Google ferme son studio Stadia Games and Entertainment — Stadia

Alain Brian
Février 2, 2021

Harrison promet par ailleurs que les employés désormais orphelins de leurs studios (au nombre de 150 environ, selon les sources de Kotaku) seront accompagnés par l'entreprise durant leur transition vers "de nouveaux rôles".

En parallèle du lancement de Stadia, la firme de Mountain View avait ouvert deux studios de développement chapeautés par Jade Raymond, productrice de jeux vidéo qui a notamment travaillé sur des licences telles que Les Sims, Assassin's Creed ou encore Watch Dogs. Créée par Google dans le but de produire et développer des jeux exclusifs pour service de cloud gaming, la division hébergeait deux studios de développement internes, à Montréal et Playa Vista (Californie), qui n'ont ni l'un ni l'autre eu le temps d'achever le moindre titre durant leur très brève existence.

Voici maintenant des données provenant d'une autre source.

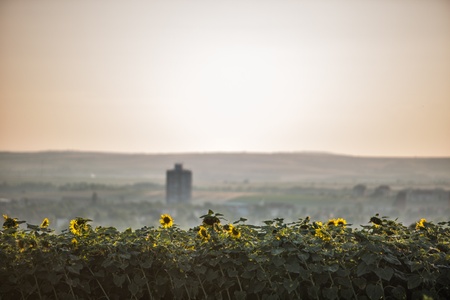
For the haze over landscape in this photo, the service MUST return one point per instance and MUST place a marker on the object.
(365, 78)
(279, 109)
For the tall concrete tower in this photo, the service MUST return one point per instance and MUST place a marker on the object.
(178, 185)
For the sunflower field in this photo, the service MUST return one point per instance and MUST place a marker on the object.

Jade Raymond quitte Google, tandis qu'au cours des prochains mois, la filiale d'Alphabet assure que la plupart des membres de l'équipe de SG&E seront amenés à occuper de nouvelles fonctions. La firme américaine prévoit de rediriger ses efforts dans le développement de Stadia en tant que plateforme.

" Le cycle complet de conception de jeux de qualité supérieure nécessite de nombreuses années de travail et des investissements importants, et les coûts augmentent de façon exponentielle ", justifie Google, qui ne veut donc plus dépenser des millions dans ce domaine.

" En décidant de nous concentrer sur la technologie éprouvée de Stadia et l'approfondissement de nos partenariats commerciaux, nous avons décidé de ne pas investir davantage dans du contenu exclusif de notre équipe de développement interne SG&E, au-delà des jeux prévus à court terme", écrit Phil Harrison, vice-président et directeur général de Google Stadia, dans un article de blog.

A l'avenir, Phil Harrison explique que Google va s'efforcer de travailler avec des développeurs et des éditeurs de jeux externes, afin de proposer leurs jeux directement aux joueurs via sa plateforme de streaming cloud.

Dans les faits, cette annonce ne devrait pas changer grand-chose pour les joueurs.

Cette annonce est tout de même regrettable.

Mais la bonne volonté et l'abondance de moyens ne suffisent décidément pas pour se faire une place au soleil dans l'industrie du développement de jeux vidéo, et Google n'est pas le premier géant du web à s'y casser les dents.